Hi People,

I am about to setup a new development machine for a new development project
and I was after some suggestions…

I want to be able to run multiple separate environments at the same time so
that I can test software in these environments and just trash the
environment as needed when done.  Also, the same idea sounds valid for my
visual studio development environment.  This would give me the advantage of
being able to wind back to a prior known, good stable environment as
needed.

This would also give some additional benefits:

   - Disaster recovery when on the road:  If I am seeing a client on the
   other side of the world and my laptop dies, I can go into the local store,
   buy a new machine and start up a VM on the machine and I have all of my
   environments back again at reduced stress.
   - Quickly move to new physical machine as needed to get additional
   resources.
   - Separate environment for each project.
   - Ability to build a VM and send it to the cloud for production use.
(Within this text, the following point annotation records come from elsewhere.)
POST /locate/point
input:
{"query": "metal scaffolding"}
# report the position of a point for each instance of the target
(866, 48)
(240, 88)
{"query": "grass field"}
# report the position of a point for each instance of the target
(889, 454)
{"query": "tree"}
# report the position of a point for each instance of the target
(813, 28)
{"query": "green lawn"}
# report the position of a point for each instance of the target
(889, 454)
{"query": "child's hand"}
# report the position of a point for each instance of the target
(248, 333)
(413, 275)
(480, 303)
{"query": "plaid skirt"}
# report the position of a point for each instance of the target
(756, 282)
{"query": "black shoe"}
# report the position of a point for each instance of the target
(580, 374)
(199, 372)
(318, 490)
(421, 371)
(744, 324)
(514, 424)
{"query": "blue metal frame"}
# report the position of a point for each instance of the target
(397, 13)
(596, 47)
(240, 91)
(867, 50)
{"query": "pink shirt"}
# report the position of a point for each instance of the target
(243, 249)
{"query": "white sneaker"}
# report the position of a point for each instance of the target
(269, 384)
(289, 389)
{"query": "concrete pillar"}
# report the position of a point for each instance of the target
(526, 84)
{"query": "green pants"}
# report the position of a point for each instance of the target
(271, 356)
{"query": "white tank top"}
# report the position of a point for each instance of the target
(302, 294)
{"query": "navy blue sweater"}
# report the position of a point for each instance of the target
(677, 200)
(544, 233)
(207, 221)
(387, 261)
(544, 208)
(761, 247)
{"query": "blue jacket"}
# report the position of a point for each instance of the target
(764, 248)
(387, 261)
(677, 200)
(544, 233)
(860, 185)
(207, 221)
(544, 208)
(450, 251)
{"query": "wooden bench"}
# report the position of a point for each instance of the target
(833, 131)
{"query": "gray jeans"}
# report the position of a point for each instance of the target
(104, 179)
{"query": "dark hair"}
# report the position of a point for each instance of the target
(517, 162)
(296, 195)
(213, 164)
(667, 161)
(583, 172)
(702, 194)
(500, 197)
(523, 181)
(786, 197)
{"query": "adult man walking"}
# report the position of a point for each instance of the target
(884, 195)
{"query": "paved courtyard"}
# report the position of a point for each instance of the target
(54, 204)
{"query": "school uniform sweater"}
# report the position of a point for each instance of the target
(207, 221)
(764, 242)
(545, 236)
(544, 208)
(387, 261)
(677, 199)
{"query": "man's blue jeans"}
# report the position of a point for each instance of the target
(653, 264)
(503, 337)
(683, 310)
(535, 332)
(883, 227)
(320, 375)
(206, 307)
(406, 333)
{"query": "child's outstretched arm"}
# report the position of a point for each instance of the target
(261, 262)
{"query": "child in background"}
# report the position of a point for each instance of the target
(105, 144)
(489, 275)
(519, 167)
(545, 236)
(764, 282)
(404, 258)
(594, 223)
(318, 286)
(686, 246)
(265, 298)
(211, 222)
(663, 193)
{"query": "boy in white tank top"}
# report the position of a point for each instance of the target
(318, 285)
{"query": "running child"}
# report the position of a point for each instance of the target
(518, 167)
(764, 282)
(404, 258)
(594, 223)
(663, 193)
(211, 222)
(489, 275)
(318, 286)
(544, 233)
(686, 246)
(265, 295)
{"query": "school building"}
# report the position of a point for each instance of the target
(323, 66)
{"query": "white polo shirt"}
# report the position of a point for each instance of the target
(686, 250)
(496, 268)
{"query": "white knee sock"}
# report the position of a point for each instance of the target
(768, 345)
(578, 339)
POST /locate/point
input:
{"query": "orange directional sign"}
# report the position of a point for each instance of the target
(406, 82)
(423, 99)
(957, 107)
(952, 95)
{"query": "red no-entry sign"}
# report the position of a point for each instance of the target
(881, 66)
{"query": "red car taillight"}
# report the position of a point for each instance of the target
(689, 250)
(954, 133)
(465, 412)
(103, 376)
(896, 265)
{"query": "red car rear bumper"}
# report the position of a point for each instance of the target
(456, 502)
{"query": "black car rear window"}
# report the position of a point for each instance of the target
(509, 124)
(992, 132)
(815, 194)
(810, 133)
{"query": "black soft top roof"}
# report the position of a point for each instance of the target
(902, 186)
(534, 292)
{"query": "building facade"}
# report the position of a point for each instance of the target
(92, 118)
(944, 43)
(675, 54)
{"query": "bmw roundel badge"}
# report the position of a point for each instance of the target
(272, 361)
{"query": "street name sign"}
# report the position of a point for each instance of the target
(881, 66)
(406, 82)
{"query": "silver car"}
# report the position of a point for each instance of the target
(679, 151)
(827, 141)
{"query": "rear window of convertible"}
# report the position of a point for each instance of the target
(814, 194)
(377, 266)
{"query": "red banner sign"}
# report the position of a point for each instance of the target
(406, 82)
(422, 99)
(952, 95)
I am thinking that at any one time, I would be running VM’s for:

   - Stable stuff like office, file system and database
   - Development (Visual Studio)
   - Test environments (typically only one, but maybe more)

I realise that I am going to need to give the physical machine a LOT MORE
memory and disk (but disk is cheap, probably use an SSD, OK not cheap).
 The other resources should share well.

My guest VPC’s will all be some form of Windows OS (both 32 and 64 bit)
hosted on Win 7 Pro 64 bit.

The initial concerns I have are around the user interface

   - UI responsiveness, I have seen on some VPC’s the mouse jitter around
   and it be unclear where you are pointing, this can be very disconcerting.
   - I tend to use two or three monitors at a time, the VPC must support
   this.

I am thinking that I will keep as little as possible running on the host
OS, so that I (almost) never need to reboot it.

I have already found some useful references on the web:
http://stackoverflow.com/questions/633774/optimize-development-virtual-machine
http://www.andrewconnell.com/HOWTO-Squeeze-Every-Last-Drop-of-Performance-Out-of-Your-Virtual-PCs

Before I go and burn a lot of time on this, I wanted to review this with
the list…

Questions:

   - Do any of you do this?
   - Does it work well?
   - What should I lookout for?
   - What tools should I use?

I assume that the best options available for hosting my VM’s are one of:

   - VMWare http://www.vmware.com
   - Oracle Virtual Box http://www.virtualbox.org
   - MS Virtual PC
   http://www.microsoft.com/en-us/download/details.aspx?id=3702

MS Virtual PC is 2011, does that mean it is stable or they have moved on to
something else?

Thanks in advance for your help :-).